By thinking well in advance about the risks, we can prevent them because we have identified preventive measures in our risk analysis. And when a given risk occurs, we will know perfectly well how to remove it. Thinking about such activities in advance will make our actions scrutinized and smarter.

However, it should be borne in mind that the risk-based approach requires continuous monitoring of the level of risk related to the processing of personal data. Therefore, it is not enough to determine the level of risk once for a given process and apply data security measures - the level of risk should be constantly monitored as part of ongoing data processing processes.
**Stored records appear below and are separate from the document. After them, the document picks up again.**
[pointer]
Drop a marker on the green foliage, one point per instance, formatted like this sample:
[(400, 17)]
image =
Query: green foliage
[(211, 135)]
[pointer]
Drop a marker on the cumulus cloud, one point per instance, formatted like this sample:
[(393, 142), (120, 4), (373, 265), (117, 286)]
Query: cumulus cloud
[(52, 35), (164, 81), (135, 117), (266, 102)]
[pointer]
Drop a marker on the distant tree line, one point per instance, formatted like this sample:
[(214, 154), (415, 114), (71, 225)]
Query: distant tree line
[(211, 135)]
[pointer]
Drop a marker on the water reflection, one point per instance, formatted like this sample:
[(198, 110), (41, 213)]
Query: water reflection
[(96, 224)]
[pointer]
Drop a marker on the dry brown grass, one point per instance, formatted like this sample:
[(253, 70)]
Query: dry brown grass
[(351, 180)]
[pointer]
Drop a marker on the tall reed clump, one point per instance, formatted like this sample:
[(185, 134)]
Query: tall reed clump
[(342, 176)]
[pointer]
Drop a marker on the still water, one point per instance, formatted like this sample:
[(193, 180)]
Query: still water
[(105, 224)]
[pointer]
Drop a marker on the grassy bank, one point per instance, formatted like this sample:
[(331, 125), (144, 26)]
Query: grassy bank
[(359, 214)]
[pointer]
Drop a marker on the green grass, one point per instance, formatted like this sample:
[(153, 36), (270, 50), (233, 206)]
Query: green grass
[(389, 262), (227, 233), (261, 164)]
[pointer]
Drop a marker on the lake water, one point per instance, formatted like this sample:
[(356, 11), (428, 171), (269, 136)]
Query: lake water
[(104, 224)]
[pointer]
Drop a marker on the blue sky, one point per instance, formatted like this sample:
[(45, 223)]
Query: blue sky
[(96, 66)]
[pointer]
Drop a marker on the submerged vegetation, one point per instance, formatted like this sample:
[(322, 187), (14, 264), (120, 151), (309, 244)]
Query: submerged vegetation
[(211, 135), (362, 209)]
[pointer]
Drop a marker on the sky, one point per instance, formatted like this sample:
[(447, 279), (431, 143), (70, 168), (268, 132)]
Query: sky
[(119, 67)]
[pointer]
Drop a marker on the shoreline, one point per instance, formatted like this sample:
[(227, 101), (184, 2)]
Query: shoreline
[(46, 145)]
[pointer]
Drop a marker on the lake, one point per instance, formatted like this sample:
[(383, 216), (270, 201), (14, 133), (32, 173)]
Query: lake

Start a free 30-day trial period with no strings attached!

When will the GDPR come into effect?

The GDPR has been in force since 2016, because the regulation was adopted in the European Union two years ago. This regulation gives the Member States the deadline to implement the new rules by 25 May 2018.

May 25, 2018 is the time when the GDPR should enter into general application. Therefore, if companies want to implement the provisions of the GDPR before this time, nothing stands in the way.

The EU regulation resembles the Polish law due to the fact that it is binding on all Member States and is directly applicable, so it does not require implementation into national law - it is applied directly.

The provisions of the GDPR do not need to be adopted in Polish law, as is the case with directives. The GDPR will prevail, hence it will be directly applicable and directly effective. Individual countries are allowed to create provisions that specify more precisely in a specific scope, hence, of course, such provisions will also be created in Poland, but they must comply with the overriding provisions, i.e. with the GDPR.